First up in this topic, we need to remind ourselves of the behavior of a beam of particles that enter a Stern-Gerlach device, which will test each of the individual particles and measure if the particle has "spin up" or "spin down". The next several figures are abstracted from John Townsend's "A Modern Approach to Quantum Mechanics."
A central theorem of quantum mechanics is the linearity of the Schrodinger Equation and that a solution can be the superposition of two separate solutions. This means a superposition of two possible bases, say spin up and spin down, is a possible solution. Note that a beam of particles, each as a superposition of spin up and spin down, is not the same thing as a mixture of particles, 1/2 of which are spin up and the other half spin down. How do we know this? Consider the beam of particles entering a Stern-Gerlach device which tests for spin up in the z-axis and shown in panel (a) in the figure below. If the particle beam has already been measured and is found in spin up, then a second test with a second Stern-Gerlach device will show that each of the particles is still pin up with 100% probability.
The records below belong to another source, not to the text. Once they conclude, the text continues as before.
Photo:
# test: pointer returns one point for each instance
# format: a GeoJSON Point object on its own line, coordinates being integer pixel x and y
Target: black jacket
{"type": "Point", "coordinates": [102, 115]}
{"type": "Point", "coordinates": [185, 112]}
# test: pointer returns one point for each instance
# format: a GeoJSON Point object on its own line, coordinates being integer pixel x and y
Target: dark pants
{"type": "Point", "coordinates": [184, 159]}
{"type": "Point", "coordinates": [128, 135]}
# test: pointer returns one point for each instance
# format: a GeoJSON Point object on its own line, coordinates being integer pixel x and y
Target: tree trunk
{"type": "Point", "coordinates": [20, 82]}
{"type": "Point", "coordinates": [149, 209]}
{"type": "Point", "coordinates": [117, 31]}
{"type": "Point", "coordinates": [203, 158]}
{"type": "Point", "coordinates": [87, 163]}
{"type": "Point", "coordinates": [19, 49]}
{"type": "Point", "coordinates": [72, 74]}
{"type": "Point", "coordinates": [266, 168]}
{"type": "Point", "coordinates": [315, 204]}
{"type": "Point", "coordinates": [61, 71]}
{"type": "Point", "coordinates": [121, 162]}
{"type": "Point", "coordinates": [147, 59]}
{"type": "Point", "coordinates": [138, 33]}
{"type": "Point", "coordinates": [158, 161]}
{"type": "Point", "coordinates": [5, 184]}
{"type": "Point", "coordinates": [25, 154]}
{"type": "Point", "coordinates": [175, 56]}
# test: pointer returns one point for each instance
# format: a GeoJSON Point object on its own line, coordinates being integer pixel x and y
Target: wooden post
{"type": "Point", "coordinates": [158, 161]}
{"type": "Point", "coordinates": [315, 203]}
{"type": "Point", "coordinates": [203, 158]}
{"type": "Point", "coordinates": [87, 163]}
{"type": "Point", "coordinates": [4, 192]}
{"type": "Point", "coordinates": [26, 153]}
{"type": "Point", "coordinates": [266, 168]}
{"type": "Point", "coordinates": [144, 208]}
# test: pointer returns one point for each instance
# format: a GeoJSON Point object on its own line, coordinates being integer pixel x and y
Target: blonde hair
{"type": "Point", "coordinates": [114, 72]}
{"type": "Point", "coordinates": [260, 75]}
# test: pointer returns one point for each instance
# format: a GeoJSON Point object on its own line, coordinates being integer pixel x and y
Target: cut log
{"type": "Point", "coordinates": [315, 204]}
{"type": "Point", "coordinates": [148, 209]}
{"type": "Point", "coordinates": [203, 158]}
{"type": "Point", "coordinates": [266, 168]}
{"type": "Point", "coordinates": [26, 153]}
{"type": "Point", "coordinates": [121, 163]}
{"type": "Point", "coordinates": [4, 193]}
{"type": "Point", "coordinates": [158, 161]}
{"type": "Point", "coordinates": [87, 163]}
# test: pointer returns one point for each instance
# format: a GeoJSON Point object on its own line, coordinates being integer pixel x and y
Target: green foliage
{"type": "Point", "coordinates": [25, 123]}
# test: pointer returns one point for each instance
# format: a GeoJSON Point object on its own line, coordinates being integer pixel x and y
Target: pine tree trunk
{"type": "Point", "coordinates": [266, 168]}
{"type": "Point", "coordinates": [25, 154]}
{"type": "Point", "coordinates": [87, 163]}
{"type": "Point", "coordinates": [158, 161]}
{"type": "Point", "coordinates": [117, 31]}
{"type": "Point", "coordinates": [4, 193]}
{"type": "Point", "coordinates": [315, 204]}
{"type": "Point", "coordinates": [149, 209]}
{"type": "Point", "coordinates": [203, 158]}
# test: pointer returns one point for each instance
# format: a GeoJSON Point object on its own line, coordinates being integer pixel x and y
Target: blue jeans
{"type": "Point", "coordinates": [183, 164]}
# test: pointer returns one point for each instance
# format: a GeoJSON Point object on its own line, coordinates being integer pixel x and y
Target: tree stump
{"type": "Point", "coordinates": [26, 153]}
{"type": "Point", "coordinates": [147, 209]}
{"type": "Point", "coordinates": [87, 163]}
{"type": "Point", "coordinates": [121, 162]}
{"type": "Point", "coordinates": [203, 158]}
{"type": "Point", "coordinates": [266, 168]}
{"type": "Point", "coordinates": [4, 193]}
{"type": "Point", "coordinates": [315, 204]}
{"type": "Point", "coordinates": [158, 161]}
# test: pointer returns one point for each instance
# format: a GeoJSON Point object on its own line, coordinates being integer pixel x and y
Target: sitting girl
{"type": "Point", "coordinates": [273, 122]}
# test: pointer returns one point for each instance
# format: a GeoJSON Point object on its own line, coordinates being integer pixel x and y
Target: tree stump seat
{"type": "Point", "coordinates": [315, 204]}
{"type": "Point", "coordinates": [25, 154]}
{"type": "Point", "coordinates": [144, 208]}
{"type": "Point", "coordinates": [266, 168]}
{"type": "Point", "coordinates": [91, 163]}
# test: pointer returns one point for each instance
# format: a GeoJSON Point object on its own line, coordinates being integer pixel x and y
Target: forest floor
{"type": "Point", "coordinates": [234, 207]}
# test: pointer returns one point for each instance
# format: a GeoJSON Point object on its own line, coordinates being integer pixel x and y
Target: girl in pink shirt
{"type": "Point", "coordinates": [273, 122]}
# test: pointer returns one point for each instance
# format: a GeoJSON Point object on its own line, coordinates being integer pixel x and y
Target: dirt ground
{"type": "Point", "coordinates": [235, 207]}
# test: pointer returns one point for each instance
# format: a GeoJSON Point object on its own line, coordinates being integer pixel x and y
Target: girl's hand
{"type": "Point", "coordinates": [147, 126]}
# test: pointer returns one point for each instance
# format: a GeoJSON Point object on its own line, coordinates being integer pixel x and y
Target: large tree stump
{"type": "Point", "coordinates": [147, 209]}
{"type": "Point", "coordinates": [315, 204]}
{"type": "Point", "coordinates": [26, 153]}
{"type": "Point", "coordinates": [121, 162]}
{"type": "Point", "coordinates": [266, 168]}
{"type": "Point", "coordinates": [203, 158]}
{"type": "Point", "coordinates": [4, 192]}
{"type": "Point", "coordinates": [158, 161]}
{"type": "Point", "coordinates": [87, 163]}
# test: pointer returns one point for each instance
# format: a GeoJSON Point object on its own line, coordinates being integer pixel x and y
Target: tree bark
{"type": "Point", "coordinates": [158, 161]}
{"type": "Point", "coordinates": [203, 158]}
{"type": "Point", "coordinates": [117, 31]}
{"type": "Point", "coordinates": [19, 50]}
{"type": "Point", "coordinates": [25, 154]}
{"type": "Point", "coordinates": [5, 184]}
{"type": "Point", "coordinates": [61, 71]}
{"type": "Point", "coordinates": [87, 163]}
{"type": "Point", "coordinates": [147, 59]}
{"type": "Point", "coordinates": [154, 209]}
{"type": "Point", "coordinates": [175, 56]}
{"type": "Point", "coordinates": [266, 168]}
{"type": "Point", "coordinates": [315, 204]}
Panel (b) changes the experimental setup, slightly and now tests for spin in the x-axis, knowing that the incoming particles are definitely in spin up, z-axis. In this case 1/2 of the particles will be measured in positive x-axis spin and 1/2 with negative x-axis spin.
Panel (c) changes again the experimental setup, slightly, so that incoming particles known, now to be in positive x-axis spin and now tested for spin up in z-axis. This time we find that 1/2 of the particles will be spin up and the other half spin down.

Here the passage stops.